Chandler resumed speaking. I absorbed none of it. For days, she had been in this house, organizing, cataloging, and working without complaint. And ceaselessly distracting me.
She did her job and nothing more. She was a good worker who didn’t need much guidance. I should hardly even have known she was here. And yet, when she was in the building, the air felt different. It was as if it became more inhabited.
“I need you in Columbus this afternoon,” Chandler said after returning from a short call, not even bothering to soften it.
“The contractor wants final confirmation on the atrium steel.”
“Schedule departure in twenty minutes,” I said to Geoffrey.
He nodded once from the doorway. “A car will be ready, sir.”
When the time came, I gathered the Columbus file, shutting my laptop without rereading the last report. The basement door remained closed at the end of the corridor. She was still working.
We moved toward the side entrance, and as I stepped outside, my gaze shifted automatically toward the corner of the lot. Her van sat there. I found myself slowly drifting over to it. Sunlight hit it differently today. The purple paint showed faint wear along the edges. It was old, but well-maintained. I should have kept walking. Instead, I slowed.

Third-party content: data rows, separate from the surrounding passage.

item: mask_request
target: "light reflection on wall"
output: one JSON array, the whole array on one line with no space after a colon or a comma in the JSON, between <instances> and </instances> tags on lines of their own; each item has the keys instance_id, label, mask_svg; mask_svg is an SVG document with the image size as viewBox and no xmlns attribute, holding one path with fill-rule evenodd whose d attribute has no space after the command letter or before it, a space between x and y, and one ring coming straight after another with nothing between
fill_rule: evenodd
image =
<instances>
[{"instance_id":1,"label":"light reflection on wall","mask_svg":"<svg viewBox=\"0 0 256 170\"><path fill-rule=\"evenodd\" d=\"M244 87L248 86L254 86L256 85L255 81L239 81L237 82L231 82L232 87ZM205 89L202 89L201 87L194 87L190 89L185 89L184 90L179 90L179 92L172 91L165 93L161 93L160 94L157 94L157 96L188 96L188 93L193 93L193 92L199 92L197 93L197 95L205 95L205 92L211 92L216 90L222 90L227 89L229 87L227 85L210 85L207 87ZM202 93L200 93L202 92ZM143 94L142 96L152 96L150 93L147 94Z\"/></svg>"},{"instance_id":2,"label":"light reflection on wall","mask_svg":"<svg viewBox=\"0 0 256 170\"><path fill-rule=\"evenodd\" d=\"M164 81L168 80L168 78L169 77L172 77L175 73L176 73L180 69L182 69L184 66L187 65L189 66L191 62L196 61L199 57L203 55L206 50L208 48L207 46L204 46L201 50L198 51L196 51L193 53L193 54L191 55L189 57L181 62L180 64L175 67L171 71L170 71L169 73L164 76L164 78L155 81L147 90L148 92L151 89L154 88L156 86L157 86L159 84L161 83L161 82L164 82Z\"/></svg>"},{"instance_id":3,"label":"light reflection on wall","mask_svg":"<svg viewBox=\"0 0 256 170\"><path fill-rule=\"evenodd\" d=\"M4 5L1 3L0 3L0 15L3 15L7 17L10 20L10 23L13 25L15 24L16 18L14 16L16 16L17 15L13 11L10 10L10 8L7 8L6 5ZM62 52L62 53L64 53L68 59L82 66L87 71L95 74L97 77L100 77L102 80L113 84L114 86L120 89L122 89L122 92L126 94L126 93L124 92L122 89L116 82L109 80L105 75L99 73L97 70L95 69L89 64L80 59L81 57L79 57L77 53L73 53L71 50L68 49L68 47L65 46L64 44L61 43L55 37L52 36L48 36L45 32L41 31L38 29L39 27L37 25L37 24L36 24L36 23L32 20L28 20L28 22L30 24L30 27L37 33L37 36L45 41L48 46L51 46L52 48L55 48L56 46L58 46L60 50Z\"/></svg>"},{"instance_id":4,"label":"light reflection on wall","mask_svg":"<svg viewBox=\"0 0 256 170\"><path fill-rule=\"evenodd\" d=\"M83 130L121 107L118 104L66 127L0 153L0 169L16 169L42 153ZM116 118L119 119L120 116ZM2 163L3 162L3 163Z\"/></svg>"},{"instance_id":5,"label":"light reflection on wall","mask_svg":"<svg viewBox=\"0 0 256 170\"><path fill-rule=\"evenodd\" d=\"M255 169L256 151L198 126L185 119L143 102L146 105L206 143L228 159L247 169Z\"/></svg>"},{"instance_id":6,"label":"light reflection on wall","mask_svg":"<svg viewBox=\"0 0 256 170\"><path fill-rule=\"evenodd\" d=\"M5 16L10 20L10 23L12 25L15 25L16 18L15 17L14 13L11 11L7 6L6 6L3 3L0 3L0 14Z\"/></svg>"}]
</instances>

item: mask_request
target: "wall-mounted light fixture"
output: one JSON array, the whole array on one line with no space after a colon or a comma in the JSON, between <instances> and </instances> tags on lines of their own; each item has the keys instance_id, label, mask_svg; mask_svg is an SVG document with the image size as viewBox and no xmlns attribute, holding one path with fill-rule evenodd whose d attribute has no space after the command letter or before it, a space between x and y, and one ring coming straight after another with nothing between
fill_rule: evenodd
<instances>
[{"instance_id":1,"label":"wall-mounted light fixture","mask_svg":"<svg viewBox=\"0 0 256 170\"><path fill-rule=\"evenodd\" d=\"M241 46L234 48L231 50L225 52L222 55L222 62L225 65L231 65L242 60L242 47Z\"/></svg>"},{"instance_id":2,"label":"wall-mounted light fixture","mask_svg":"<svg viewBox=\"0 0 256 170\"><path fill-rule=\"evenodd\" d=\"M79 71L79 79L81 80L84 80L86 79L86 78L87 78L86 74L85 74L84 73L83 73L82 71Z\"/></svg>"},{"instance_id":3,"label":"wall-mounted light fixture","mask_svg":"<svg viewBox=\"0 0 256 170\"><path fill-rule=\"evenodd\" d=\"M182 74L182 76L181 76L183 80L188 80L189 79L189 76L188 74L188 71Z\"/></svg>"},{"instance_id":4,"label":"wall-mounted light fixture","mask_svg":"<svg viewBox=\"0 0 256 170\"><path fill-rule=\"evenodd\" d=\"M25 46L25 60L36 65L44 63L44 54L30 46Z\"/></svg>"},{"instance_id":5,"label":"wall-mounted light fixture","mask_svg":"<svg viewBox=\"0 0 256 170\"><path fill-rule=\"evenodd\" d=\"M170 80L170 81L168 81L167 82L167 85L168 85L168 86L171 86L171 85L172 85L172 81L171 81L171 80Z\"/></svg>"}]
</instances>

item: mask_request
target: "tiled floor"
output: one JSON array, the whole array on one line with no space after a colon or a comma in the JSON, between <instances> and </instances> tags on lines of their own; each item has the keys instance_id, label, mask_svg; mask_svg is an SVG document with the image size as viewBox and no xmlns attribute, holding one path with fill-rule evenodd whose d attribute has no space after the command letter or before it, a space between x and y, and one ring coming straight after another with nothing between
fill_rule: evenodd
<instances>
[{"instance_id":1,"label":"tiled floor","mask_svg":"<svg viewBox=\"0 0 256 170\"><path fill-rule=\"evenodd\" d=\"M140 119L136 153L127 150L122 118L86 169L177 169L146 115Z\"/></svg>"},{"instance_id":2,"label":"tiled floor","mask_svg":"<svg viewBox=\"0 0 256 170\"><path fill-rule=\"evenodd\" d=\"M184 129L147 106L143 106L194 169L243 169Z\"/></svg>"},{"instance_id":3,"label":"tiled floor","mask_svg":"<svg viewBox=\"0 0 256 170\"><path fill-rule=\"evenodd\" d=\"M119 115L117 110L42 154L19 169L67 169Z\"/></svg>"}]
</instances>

Chandler noticed. “Problem?” he asked.
“No.”
I moved closer and saw the side window curtain had been left partially open. I couldn’t explain what I saw. I had expected the sight of a cleaning van. I had not expected a bed with folded blankets stacked carefully and a pillow tucked against the wall. There were even fairy lights strung along the ceiling, complete with a small fan clipped to the frame.
It was intentional and organized. It looked lived in.
This was not a service vehicle. This was not a company-issued transport.
This was . . . a residence. I had to be mistaken.
Chandler stopped beside me, following my line of sight.
He said nothing. Neither did I.
My jaw tightened as I made the list in my head. She arrived early. She stayed late. She accepted Sunday hours immediately. Double the rate. The calculations rearranged themselves without permission. I disliked how quickly the conclusion formed.
“She does not live in that,” I said.
Chandler didn’t answer.
The silence was confirmation enough.
The driver got out of the car that was waiting for us on the other side of the driveway. I made my way over and got in without another word.
The drive toward Columbus began in silence, yet the image remained. The bed, the fairy lights, the small, deliberate order in a confined space, all of it set a boulder in my stomach.
By the timeI returned from Columbus, the estate felt altered. Nothing had changed. And yet, I walked directly to my study and closed the door. The file from the contractor sat open on my desk. I did not look at it.
Instead, I looked at nothing. The van was still replaying in my head. I had to be missing something, yet it was all adding up. It was starting to make sense, but I needed more. I did not like incomplete information.
I had to be missing something. I just needed to know what, because the picture forming in my mind could not be the truth.
I picked up the phone and looked up the number for Merry Band of Maids cleaning service.
It rang twice.
“Mr. Renault,” Tripp answered, voice slick with recognition. “To what do I owe the pleasure?”
“I require the employment file for Belle Blythe.”
A beat.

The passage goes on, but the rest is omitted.